Closed matildepark closed 3 years ago
The docs should reflect this repurposing. I'll add it to the triage-list of things to retool.
For now, I am going to mothball the "blog" and "static site" sections of the document. It's a huge doc anyway, so I think this is the obvious move.
I've been thinking a bit on how to document Sail and Udon in the present era -- at the time of the document's writing, Urbit <= 0.7.4, the intended purpose seemed like it was to easily create front-end interfaces without too much JS, by embedding Hoon to very directly communicate with ships (using an urb.js library that patched the ship-side authentication).
To the best of my present knowledge it's not trivial to just arbitrarily put up pages, and we seem to be repurposing Udon as the de facto language for Landscape's notetaking and publishing syntax. It's available as a mark, yeah, but it's not as easy to use it anymore.

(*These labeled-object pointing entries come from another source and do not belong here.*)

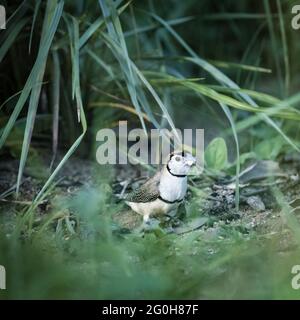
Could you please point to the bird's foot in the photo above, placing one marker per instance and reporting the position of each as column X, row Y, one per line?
column 149, row 225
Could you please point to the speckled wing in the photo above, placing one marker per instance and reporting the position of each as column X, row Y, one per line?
column 147, row 192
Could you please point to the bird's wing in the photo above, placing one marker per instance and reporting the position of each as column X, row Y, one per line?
column 149, row 191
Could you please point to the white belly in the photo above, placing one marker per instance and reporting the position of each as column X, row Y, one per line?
column 153, row 208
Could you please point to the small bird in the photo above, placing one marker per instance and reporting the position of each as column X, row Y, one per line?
column 163, row 193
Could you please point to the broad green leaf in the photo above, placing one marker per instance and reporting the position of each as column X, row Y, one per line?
column 216, row 154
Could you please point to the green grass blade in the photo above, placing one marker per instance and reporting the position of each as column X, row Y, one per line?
column 36, row 10
column 219, row 76
column 285, row 49
column 12, row 32
column 56, row 102
column 51, row 20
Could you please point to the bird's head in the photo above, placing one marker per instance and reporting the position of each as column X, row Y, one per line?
column 180, row 163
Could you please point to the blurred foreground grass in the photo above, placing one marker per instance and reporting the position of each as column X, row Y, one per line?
column 70, row 68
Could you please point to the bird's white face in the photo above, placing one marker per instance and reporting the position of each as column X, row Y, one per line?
column 181, row 164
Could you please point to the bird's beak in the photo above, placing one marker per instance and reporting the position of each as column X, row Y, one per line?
column 191, row 162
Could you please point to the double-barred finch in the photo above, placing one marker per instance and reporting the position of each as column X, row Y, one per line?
column 163, row 193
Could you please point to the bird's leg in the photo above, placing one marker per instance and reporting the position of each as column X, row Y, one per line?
column 148, row 224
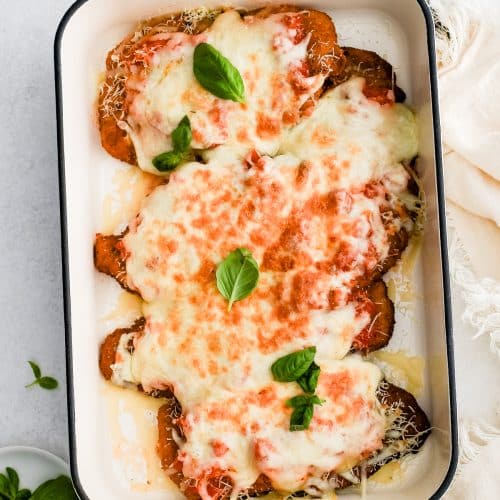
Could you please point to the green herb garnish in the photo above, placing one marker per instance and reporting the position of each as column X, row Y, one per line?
column 216, row 74
column 291, row 367
column 237, row 276
column 9, row 486
column 60, row 488
column 303, row 411
column 300, row 367
column 309, row 381
column 181, row 141
column 48, row 383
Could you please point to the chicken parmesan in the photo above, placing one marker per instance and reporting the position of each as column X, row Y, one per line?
column 289, row 191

Should the docs reflect this repurposing?
If not, then I'd imagine it would have to be rewritten to reflect how to attach a site to an endpoint with new Eyre (an independent issue at urbit/urbit.org#928) and proceeding from there. It would mean that the complexity of putting up an Udon website with multiple pages is a touch below the egg timer now. This only matters because it means it's no longer early onboarding material.
But if so, then it can dispose of all the /web mentions from the previous era and treat it as a very capable Markdown-style syntax. A massively simplified article, that would essentially bury the cool functionality it offers because of its new placement in the overall front-end ... ecosystem ... thing.
I'm writing this issue partly to bring a touch of attention to the transient state of Sail and Udon but also to seek some clarity on how it's seen going forward. A lot's changed on the front-end ... front. (Front-end isn't a catchy word.)